A wide array of technologies have converged to make genetic testing of embryos possible. But this practice is now expanding beyond early tests that were used to inform parents of well-established links between genetic or chromosomal errors and disorders like Down syndrome or Huntington's disease. About 600 tests have been approved for those types of conditions. People can now also opt for tests that assess conditions that are far more complex, and have unclear etiologies. But those complex disorders, such as type 2 diabetes, have convoluted genetic associations that may vary from one population to another, or even one individual to another, and which may be affected by all their other genes. Genetic testing in IVF has been regulated in some countries, while in others it is not. Now, scientists are warning about the application of such genetic testing, and have called for debate and regulation on their use.
Complex disorders can be influenced by very small changes in hundreds of different genes. For some disorders, what's called a polygenic risk score can be calculated, which can estimate how likely it is that a person might develop a particular disease. Though these scores have been used reliably in some instances, for the most part, researchers still have a lot to learn about all the many changes that can occur in one person's genome, and how they all add up to raise or lower the risk of a complex disease.
People who use IVF might now be told that they can select certain embryos that may have a lower risk of certain complex diseases, but there is not much hard evidence to back those claims up. Scientists are still teasing apart all the connections between various genes are diseases, and how tiny alterations in those genes affect a person's disease risk. Aside from the reliability of the tests themselves, there are serious ethical considerations. In new papers in Nature Medicine, scientists have called attention to this issue.
When it comes to testing the genes of embryos, there are also major technical challenges. Only a small amount of genetic material is typically obtained when performing a biopsy on an embryo. In one study, the researchers generated sequences for over 100 embryos, and combined it with data from their parents to fill in the gaps. These results were compared to data from siblings that had been born. This illustrated that polygenic risk scores could be calculated with 97 to 99 percent accuracy for twelve conditions, by implementing the protocl they developed.
So this type of screening does seem to be feasible for certain conditions. But it's not that simple for most disorders. Many polygenic risk scores are based on studies that used data from people of European descent, and these datasets lack diversity. Therefore, the scores may only apply to those people, or even only to specific groups within that population. Small genetic changes may also have wide-ranging impacts on various conditions, many of which we haven't revealed yet. So it's difficult to say with certainty whether it's beneficial to reduce the frequency of certain variants in people. A variant that raises the risk of one disorder slightly, for example, may dramatically lower the risk of another.

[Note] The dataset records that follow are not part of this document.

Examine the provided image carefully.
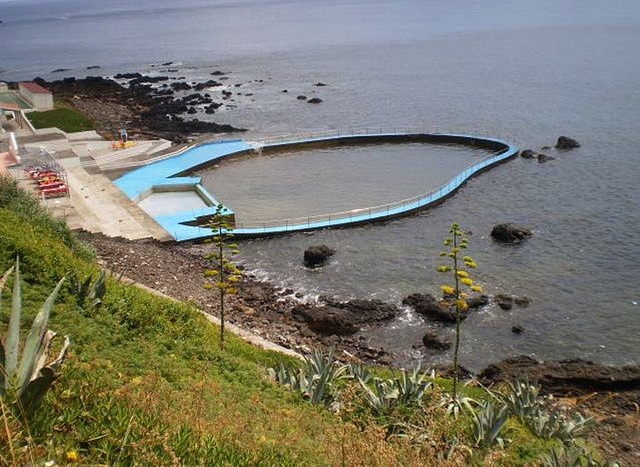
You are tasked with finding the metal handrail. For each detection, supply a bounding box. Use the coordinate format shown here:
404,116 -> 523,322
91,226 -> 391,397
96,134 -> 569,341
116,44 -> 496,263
230,127 -> 511,231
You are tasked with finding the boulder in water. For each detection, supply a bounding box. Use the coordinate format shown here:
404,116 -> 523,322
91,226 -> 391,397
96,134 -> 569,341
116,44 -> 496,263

There is also the influence of the environment to consider. It's still very hard to predict which people will develop type 2 diabetes or heart disease at birth, for example, when one doesn't yet know what kind of diet they might consume, what pollutants they may be exposed to, or whether they will consume alcohol or tobacco, for example. None of us can say with certainty what kinds of medical treatments might eventually be available either.

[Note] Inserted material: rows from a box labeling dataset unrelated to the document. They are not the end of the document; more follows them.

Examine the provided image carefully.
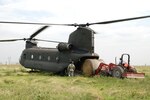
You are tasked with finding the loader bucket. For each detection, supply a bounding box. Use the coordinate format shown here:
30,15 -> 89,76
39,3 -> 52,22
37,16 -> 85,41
122,72 -> 145,78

Since risk assessments for embryos are already being marketed to people considering IVF, researchers have stressed the need for ensuring that individuals are properly informed of the uncertainties in the technique. If these scores lead some women to harvest additional oocytes or destroy embryos, they might be harmful.

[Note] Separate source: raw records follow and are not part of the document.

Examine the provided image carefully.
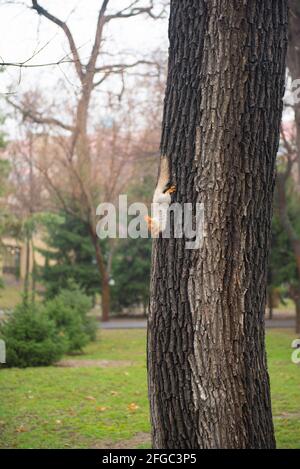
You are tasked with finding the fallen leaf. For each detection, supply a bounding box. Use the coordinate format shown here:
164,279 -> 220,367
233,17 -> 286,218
96,406 -> 107,412
16,425 -> 28,433
128,402 -> 139,410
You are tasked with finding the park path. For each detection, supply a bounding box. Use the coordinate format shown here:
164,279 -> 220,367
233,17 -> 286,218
99,317 -> 295,329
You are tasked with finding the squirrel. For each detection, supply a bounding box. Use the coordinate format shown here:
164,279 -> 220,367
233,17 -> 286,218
145,155 -> 176,238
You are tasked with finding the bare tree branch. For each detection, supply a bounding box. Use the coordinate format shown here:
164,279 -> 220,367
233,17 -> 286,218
32,0 -> 84,82
86,0 -> 109,75
105,0 -> 166,22
6,98 -> 74,132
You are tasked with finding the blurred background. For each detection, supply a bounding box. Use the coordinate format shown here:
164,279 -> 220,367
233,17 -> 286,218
0,0 -> 300,448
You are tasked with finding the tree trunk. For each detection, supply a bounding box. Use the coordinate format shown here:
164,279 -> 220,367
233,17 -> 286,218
295,298 -> 300,334
102,275 -> 110,322
23,235 -> 30,303
89,226 -> 110,322
287,0 -> 300,184
148,0 -> 287,449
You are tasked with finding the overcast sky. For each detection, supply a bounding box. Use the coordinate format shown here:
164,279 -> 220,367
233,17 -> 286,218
0,0 -> 290,133
0,0 -> 168,99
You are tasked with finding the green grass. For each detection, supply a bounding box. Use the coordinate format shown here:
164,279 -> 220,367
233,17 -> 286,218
0,330 -> 300,448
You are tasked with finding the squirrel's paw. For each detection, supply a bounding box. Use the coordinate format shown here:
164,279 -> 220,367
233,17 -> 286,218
145,216 -> 160,238
166,186 -> 176,194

The study authors suggested that polygenic risk scores should not be offered as a part of IVF until rigorous trials have been conducted. Such clinical trials should also include clear guidelines so that volunteers understand what is and is not known, they noted.
The researchers also added that the technology is advancing, and it's only a matter of time before such tests can be used with accuracy. Now is the time for a frank discussion about how and when they should be applied.